Relations for steam power plant condenser performance in off-design conditions in the function of inlet parameters and those relevant in reference conditions

•Two equations for cooling water outlet temperature were proposed.•The equations are functions only of inlet and reference parameters.•The proposed equations were verified against simulator and measurement data. In the classical approach, the effectiveness of a steam power plant condenser, being a surface-type steam–water heat exchanger, can be given as a function of an overall heat transfer coefficient, heat transfer surface area, cooling water mass flow rate, and the specific heat of water. The calculation of the overall heat transfer coefficient requires additional equations to determine the overall heat transfer coefficient from steam and water as well as Nusselt, Reynolds, and Prandtl similarity numbers. Basic geometric data of the condenser, such as tube diameter, tube wall thickness, heat exchanger length, and pitch of the tubes, also have to be taken into account. Complete geometric data of a heat exchanger are not always available, which raises further difficulties in developing a model. Hence, it is justified to provide a single equation for the steam power plant condenser effectiveness in off-design conditions (without any additional heat transfer equations) as a function of three independent parameters, such as cooling water temperature at the inlet, cooling water mass flow rate, and steam temperature, along with corresponding reference parameters (relevant under nominal operating conditions). The paper formulates two simplified equations for the steam power plant condenser effectiveness and the cooling water outlet temperature as functions of the parameters and reference conditions mentioned above. The proposed relations were verified against data obtained using a steam condenser simulator (written in Fortran), actual measurement data from a power plant, and measurement data available in the literature.
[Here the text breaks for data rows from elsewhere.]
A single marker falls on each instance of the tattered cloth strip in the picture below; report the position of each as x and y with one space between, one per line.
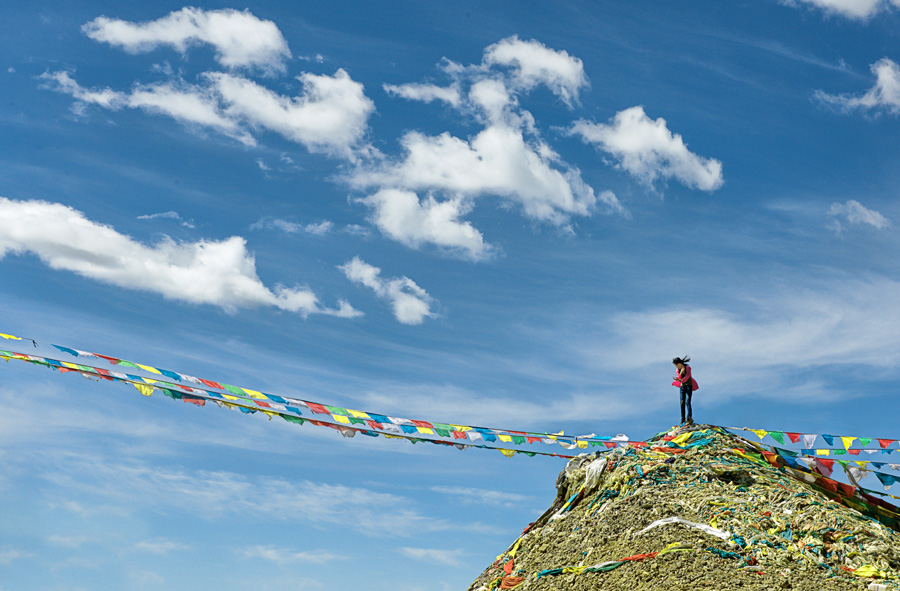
247 404
377 421
612 564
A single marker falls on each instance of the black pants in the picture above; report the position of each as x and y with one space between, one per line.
686 392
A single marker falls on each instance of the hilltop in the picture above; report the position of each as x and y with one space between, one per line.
700 508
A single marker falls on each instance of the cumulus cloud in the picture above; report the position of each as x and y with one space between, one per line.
855 9
411 303
425 92
422 195
284 556
221 273
402 216
842 324
448 557
240 39
329 116
883 96
533 63
648 150
855 212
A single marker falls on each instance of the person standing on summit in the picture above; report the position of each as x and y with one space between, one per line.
687 384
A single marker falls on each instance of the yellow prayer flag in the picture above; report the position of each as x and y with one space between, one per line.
685 436
148 368
255 394
143 389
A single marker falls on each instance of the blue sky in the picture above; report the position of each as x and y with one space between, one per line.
511 215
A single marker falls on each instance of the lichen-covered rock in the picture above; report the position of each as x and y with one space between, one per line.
706 512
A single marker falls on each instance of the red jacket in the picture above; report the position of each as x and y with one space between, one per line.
687 376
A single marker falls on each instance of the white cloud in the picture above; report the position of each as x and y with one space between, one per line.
856 9
841 324
283 556
240 39
329 116
534 63
421 196
159 546
425 93
448 557
856 213
221 273
171 215
648 150
9 554
482 496
402 216
411 303
67 541
218 493
316 228
884 95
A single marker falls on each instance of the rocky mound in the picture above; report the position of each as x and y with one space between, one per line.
700 508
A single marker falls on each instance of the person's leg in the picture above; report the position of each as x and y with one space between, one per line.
689 394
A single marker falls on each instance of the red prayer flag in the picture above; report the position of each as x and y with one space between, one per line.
317 408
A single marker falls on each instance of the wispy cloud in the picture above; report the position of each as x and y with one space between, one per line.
221 273
411 303
9 554
217 493
170 215
448 557
854 212
482 496
315 228
159 546
884 96
853 9
282 556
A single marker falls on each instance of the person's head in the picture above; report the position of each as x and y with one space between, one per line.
680 361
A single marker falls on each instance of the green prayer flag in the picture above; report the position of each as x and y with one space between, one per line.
234 390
One of the proposed relations is explicit but its use is limited to the range of NTU (number of transfer units) between 0.5 and 1.5. The other one is not limited to any range of NTU, but is an implicit function and has to be solved in an iterative process. The data obtained using the steam condenser simulator, actual measurement data, and data available in the literature allow the conclusion that the proposed equations provide good accuracy.